Redação
Um relatório realizado pelo Laboratório de Aquicultura e Ecologia Aquática do Campus de Engenharias e Ciências Agrárias da Universidade Federal de Alagoas (Ufal) apontou que a água do município de Tanque d’Arca, em Alagoas, está imprópria para o consumo humano. A amostra foi coletada no dia 22 de abril e apontou a presença de coliformes totais.
Nos resultados da análise, foram detectadas a presença de coliformes totais e de Escherichia coli (E. coli) nas amostras analisadas, indicando contaminação e não conformidade com os padrões de potabilidade, o que inviabiliza seu uso para consumo humano.
De acordo com o relatório técnico, também foram encontrados na água metais potencialmente tóxicos, com altas concentrações de chumbo, cobre, ferro e alumínio.
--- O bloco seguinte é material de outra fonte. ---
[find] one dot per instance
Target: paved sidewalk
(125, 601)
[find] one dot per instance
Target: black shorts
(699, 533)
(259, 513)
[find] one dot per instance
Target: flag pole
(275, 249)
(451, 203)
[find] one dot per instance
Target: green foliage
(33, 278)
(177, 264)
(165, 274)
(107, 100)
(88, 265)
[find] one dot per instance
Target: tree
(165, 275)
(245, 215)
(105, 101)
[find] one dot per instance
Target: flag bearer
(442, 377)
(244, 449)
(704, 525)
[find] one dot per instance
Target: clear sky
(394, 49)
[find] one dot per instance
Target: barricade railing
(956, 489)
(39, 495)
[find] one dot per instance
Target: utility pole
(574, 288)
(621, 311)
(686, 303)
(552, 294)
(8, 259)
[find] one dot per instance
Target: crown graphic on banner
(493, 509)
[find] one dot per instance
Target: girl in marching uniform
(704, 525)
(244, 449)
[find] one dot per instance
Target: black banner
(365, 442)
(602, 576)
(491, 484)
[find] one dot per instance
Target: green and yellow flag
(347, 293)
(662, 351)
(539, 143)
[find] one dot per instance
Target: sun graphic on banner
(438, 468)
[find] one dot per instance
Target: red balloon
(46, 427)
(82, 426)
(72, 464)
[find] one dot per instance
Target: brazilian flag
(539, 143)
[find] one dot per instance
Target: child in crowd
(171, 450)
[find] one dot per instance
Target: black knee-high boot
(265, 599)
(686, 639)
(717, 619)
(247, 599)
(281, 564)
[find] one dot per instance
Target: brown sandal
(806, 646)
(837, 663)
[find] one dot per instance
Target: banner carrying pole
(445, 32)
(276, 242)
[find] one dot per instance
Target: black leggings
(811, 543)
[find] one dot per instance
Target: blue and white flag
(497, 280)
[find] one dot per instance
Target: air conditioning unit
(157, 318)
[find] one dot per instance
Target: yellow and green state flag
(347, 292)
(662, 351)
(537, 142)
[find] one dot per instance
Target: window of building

A presença desses metais representa um indicativo de contaminação antrópica, podendo estar associada a atividades agrícolas, ao descarte inadequado de resíduos sólidos, a efluentes domésticos ou a processos de lixiviação de materiais contaminados.
Outros relatórios
A Secretaria de Estado da Saúde de Alagoas (Sesau), por meio da Secretaria Executiva de Vigilância em Saúde (Sevisa), também identificou não conformidades na qualidade da água distribuída em Tanque d’Arca e recomendou uma série de providências para reduzir os riscos sanitários à população.
O relatório foi produzido após uma ação proposta pela Associação Comunitária de Tanque d’Arca, representada pelo advogado José André Barreto, e encaminhada à Agência Reguladora de Serviços Públicos do Estado de Alagoas (Arsal) e ao Ministério Público.
Segundo o documento, análises laboratoriais identificaram a presença de coliformes totais em diferentes pontos da rede de distribuição e evidências de contaminação fecal da água ou do ponto de coleta. Em outra etapa da fiscalização, novas análises mostraram a permanência de coliformes totais em três dos quatro pontos avaliados.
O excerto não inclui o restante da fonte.